I’ll be sharing some behind-the-scenes and DIY tips in future blogs. Be sure to catch these plant vignettes in the Ripley Center before exhibit closes on January 31, 2016. I and everyone at Smithsonian Gardens hope you enjoy the exhibit and take away some ideas you might be able to use in your own indoor or outdoor garden.

– Alexandra Thompson, Horticulturist, Interior Plants, Smithsonian Gardens

September 18, 2015 at 9:25 am Leave a comment

A Backyard Bouquet Inspired by the 1950s

DIY Backyard bouquet

Burpee seed annuals from the 1950s, left, were the inspiration for our DIY backyard bouquet, right. Seed annual, Archives of American Gardens, W. Atlee Burpee & Company Collection.

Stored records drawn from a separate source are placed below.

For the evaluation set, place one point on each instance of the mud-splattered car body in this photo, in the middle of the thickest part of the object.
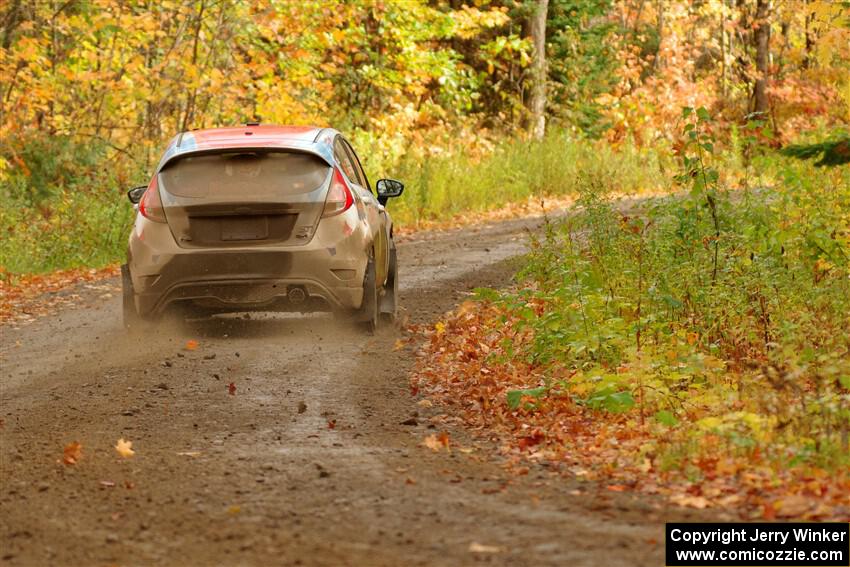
(266, 218)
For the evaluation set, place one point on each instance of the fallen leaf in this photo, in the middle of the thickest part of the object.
(72, 453)
(124, 448)
(476, 547)
(793, 506)
(689, 501)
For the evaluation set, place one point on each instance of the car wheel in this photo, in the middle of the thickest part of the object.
(131, 319)
(367, 315)
(389, 299)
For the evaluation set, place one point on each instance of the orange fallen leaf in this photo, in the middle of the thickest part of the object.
(768, 511)
(689, 501)
(476, 547)
(124, 448)
(432, 443)
(72, 453)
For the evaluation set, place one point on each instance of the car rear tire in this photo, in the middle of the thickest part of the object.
(131, 319)
(367, 315)
(389, 299)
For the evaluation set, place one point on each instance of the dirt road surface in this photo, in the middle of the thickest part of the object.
(315, 459)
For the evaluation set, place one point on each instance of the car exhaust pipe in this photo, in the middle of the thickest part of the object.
(296, 295)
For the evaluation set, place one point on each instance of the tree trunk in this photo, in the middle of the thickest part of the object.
(724, 72)
(538, 69)
(810, 37)
(762, 41)
(659, 28)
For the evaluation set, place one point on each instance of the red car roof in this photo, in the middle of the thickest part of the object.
(214, 137)
(249, 136)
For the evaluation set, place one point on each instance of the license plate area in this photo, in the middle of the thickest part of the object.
(244, 228)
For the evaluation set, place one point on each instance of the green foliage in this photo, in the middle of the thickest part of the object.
(716, 311)
(831, 152)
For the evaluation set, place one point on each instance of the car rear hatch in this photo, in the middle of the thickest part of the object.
(237, 197)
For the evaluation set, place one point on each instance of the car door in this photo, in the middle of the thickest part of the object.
(376, 215)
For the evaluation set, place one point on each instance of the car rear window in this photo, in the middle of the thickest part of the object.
(244, 175)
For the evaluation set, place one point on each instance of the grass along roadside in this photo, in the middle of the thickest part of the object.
(696, 348)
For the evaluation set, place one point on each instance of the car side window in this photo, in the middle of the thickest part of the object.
(356, 161)
(344, 160)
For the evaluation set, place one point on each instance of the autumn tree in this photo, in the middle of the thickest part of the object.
(538, 69)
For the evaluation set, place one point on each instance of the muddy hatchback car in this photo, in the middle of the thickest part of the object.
(261, 218)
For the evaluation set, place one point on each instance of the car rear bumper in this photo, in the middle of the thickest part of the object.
(329, 269)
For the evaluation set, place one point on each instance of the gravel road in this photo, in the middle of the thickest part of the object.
(315, 459)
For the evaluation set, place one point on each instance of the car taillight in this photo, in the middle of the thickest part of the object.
(151, 205)
(339, 198)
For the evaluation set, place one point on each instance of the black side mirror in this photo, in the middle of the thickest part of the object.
(388, 188)
(135, 194)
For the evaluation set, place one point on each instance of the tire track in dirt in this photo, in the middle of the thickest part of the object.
(262, 477)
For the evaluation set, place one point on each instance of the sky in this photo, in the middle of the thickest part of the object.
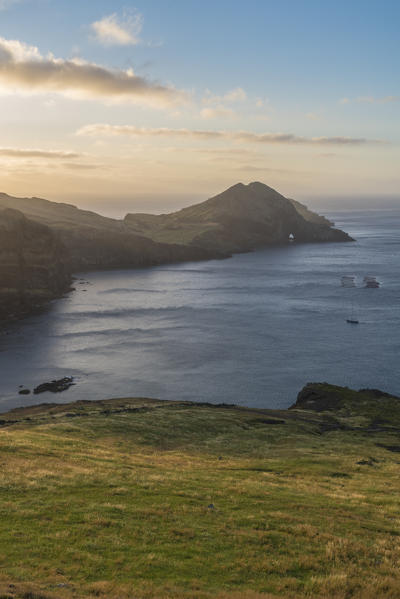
(150, 106)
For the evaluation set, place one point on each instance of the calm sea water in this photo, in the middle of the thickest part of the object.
(250, 330)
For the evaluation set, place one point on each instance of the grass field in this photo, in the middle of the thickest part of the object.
(138, 498)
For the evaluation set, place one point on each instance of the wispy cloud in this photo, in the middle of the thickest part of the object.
(5, 4)
(112, 30)
(33, 153)
(217, 112)
(234, 95)
(370, 100)
(23, 67)
(101, 129)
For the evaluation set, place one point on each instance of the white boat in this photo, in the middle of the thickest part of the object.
(371, 282)
(348, 281)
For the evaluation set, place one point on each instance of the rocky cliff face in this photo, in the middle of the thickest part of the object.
(32, 264)
(94, 242)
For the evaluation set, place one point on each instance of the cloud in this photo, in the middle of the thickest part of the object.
(371, 100)
(219, 112)
(22, 67)
(111, 31)
(235, 95)
(27, 153)
(5, 4)
(312, 116)
(101, 129)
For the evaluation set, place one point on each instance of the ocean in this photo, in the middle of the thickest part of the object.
(250, 330)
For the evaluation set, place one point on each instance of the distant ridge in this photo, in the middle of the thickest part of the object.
(43, 242)
(241, 218)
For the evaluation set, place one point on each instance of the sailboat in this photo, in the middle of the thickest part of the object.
(352, 319)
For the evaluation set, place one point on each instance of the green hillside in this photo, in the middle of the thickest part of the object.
(140, 498)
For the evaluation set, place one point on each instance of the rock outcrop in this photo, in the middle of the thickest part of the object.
(33, 266)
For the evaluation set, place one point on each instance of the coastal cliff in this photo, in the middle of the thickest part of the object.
(240, 219)
(32, 264)
(43, 242)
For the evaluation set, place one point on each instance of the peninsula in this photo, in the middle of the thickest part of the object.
(42, 243)
(149, 499)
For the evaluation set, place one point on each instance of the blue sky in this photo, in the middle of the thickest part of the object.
(311, 70)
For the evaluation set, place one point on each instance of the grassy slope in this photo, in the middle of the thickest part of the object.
(111, 499)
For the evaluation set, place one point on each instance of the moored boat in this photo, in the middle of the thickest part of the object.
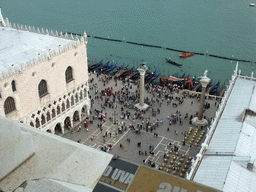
(186, 54)
(172, 62)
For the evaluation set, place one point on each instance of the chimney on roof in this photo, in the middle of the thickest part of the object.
(2, 19)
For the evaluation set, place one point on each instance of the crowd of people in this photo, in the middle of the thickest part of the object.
(120, 97)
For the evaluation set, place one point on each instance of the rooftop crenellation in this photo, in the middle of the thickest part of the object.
(18, 67)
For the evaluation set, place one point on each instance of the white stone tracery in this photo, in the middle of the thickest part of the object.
(35, 118)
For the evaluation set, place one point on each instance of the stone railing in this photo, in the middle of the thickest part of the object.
(195, 163)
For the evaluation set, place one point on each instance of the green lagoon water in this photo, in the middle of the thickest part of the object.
(225, 28)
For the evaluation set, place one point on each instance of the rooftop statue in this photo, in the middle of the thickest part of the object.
(205, 73)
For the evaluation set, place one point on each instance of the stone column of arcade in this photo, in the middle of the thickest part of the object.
(199, 121)
(141, 105)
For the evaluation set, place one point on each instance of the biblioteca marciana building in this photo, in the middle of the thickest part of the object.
(43, 76)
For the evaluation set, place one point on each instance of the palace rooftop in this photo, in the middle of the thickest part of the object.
(18, 46)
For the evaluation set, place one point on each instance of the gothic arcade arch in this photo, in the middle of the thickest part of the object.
(9, 105)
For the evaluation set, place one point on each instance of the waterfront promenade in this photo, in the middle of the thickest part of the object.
(156, 137)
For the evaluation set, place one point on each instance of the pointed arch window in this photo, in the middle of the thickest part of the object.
(42, 88)
(9, 105)
(69, 74)
(13, 86)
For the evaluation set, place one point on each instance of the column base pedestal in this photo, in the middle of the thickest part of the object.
(141, 107)
(197, 122)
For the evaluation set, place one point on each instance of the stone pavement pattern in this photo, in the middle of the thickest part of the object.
(130, 152)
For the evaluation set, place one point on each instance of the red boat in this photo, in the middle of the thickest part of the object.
(186, 54)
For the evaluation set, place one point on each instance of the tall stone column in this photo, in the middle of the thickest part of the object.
(199, 121)
(201, 107)
(142, 70)
(142, 85)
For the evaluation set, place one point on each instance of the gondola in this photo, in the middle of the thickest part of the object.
(150, 75)
(111, 68)
(172, 62)
(155, 76)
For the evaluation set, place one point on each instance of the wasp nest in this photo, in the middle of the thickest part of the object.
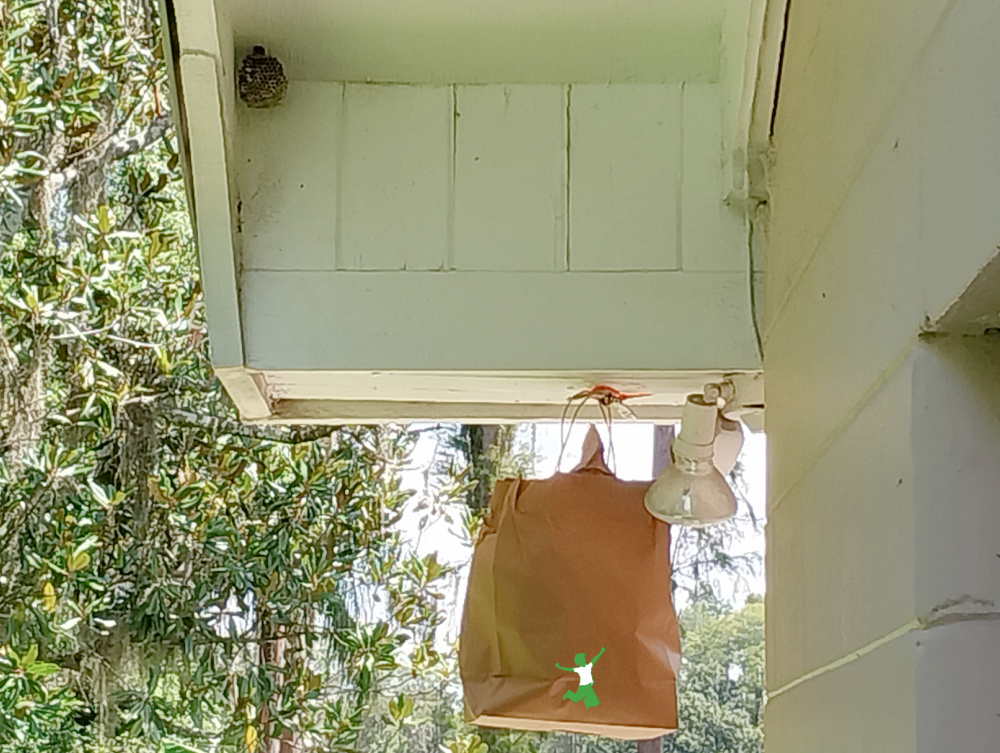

We continue our June #ThrowbackThursday theme of mid-century matrimony with a fun project that combines two of our favorite trends from the 1950s: DIY and classic backyard flowers. Melanie Pyle, Smithsonian Gardens horticulturist, shows us how to create a do-it-yourself wedding bouquet. We peeked into the special collections of the Archives of American Gardens, finding inspiration in the bright and cheery seed catalogs of the W. Atlee Burpee & Company Collection. Melanie carefully chose classically beautiful flowers reminiscent of those found growing in grandma’s backyard garden, such as snapdragons and football mums. Our new traveling exhibit Patios, Pools, & the Invention of the American Backyard explores the do-it-yourself trend, flowers, and outdoor living in the years after World War II. It opens at the Tampa Bay History Center this Saturday, June 20th.

Flowers have played an essential role in weddings throughout history as symbols of love, chastity, hope, and beauty. The practice was not truly institutionalized as a marriage custom until Queen Victoria’s wedding to Prince Albert in 1840. Victoria wore a simple headdress of orange blossom, with additional blossoms trimming her dress, which in turn became a favorite flower for Victorian and Edwardian brides. Though she was not the first bride to wear white, her wedding cemented the popular and ubiquitous tradition of wearing of white for brides in the Western world.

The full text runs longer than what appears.